Distributed Systems, for fun and profit: Part 1

This post is meant to summarize the text and to help me understand the complete picture. This text gives an excellent introduction to the world of distributed systems with numerous examples and relevant references to follow.

Basics

Distributed Programming concerns itself with solving problems with a collection of independent, autonomous, and unreliable nodes along with an unreliable network between them for communication. The need for solving problems in this environment becomes evident when the scale (can be the amount of data, users, and other variables) of the problem increases. Spending money on better hardware does not help or too expensive to invest in. Computation benefits from better high-end hardware, but communication costs can become a bottleneck. Adding a new node should increase performance and capacity, but there is a limit due to the communication overhead.

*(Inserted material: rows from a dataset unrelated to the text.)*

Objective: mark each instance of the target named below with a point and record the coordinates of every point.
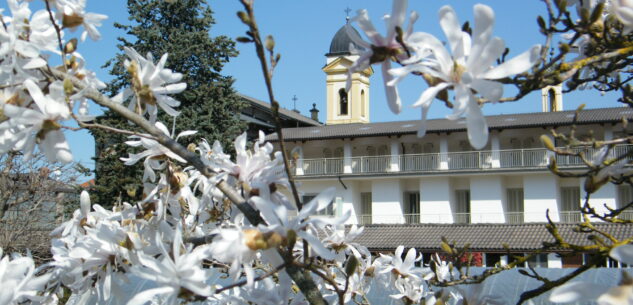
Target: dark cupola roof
(340, 43)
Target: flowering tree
(206, 216)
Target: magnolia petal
(429, 94)
(516, 65)
(487, 57)
(476, 124)
(576, 291)
(171, 89)
(422, 126)
(146, 296)
(396, 19)
(490, 90)
(266, 209)
(317, 246)
(320, 202)
(36, 94)
(393, 98)
(409, 259)
(462, 98)
(84, 203)
(451, 27)
(623, 254)
(484, 22)
(35, 63)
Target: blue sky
(303, 31)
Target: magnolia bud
(72, 21)
(71, 46)
(351, 265)
(270, 43)
(547, 142)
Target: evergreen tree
(209, 105)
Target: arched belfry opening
(344, 107)
(552, 98)
(343, 103)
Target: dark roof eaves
(566, 122)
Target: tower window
(362, 103)
(343, 104)
(551, 96)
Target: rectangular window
(493, 259)
(462, 209)
(329, 211)
(411, 207)
(365, 206)
(625, 196)
(570, 204)
(538, 261)
(515, 206)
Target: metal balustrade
(453, 161)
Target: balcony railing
(455, 161)
(465, 218)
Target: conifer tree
(210, 105)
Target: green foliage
(209, 105)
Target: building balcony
(439, 162)
(466, 218)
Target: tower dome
(340, 43)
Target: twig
(259, 278)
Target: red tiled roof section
(504, 121)
(88, 184)
(482, 237)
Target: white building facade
(384, 174)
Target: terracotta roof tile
(504, 121)
(482, 237)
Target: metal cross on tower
(294, 102)
(347, 11)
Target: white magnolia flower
(154, 152)
(19, 54)
(177, 273)
(381, 49)
(467, 68)
(151, 84)
(278, 220)
(399, 267)
(409, 288)
(18, 281)
(73, 14)
(623, 10)
(27, 127)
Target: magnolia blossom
(151, 84)
(19, 282)
(27, 127)
(72, 14)
(467, 68)
(177, 272)
(154, 152)
(279, 221)
(381, 49)
(399, 267)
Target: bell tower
(552, 98)
(345, 107)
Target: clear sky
(303, 31)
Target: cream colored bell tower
(345, 107)
(552, 98)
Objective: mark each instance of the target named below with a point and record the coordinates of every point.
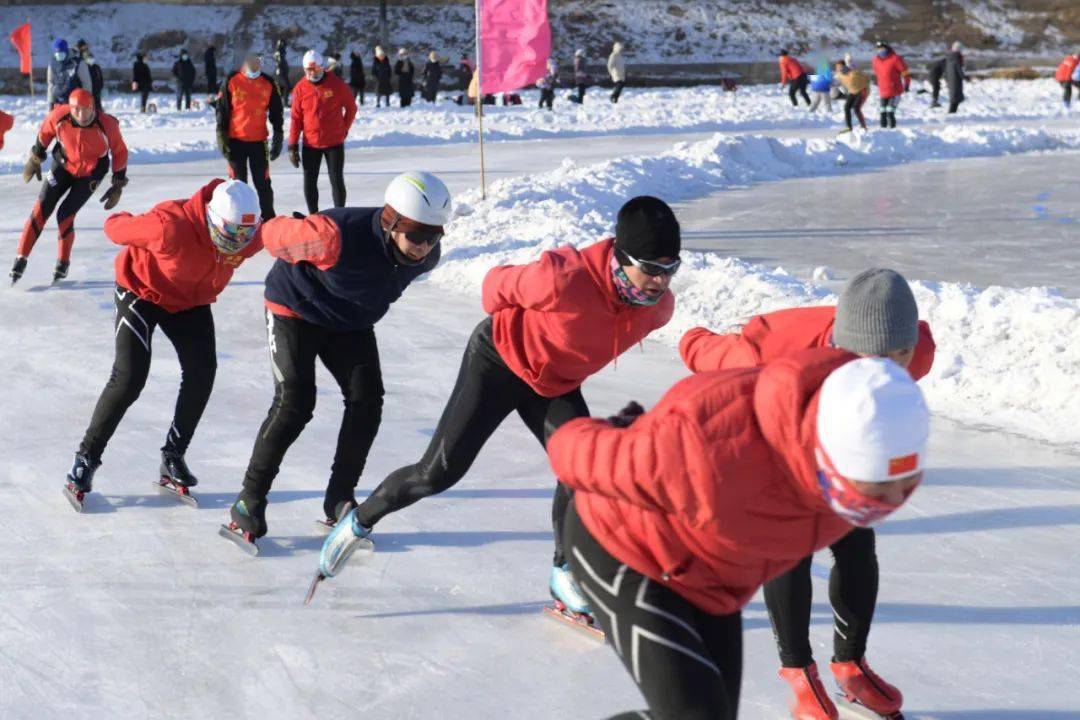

A distributed system hopes to have the following

  • Scalability along with
  • High Performance and low latency
  • Availability and thus fault tolerant

Scalability is the ability of the system to handle growth in terms of no of computations, users, etc., or grow accordingly. An increase in the no of nodes should not drastically increase latency and administrative/maintenance costs. Moving across geographies to reduce response time makes sense when communication across them is dealt with. A scalable system meets the required performance and availability criteria.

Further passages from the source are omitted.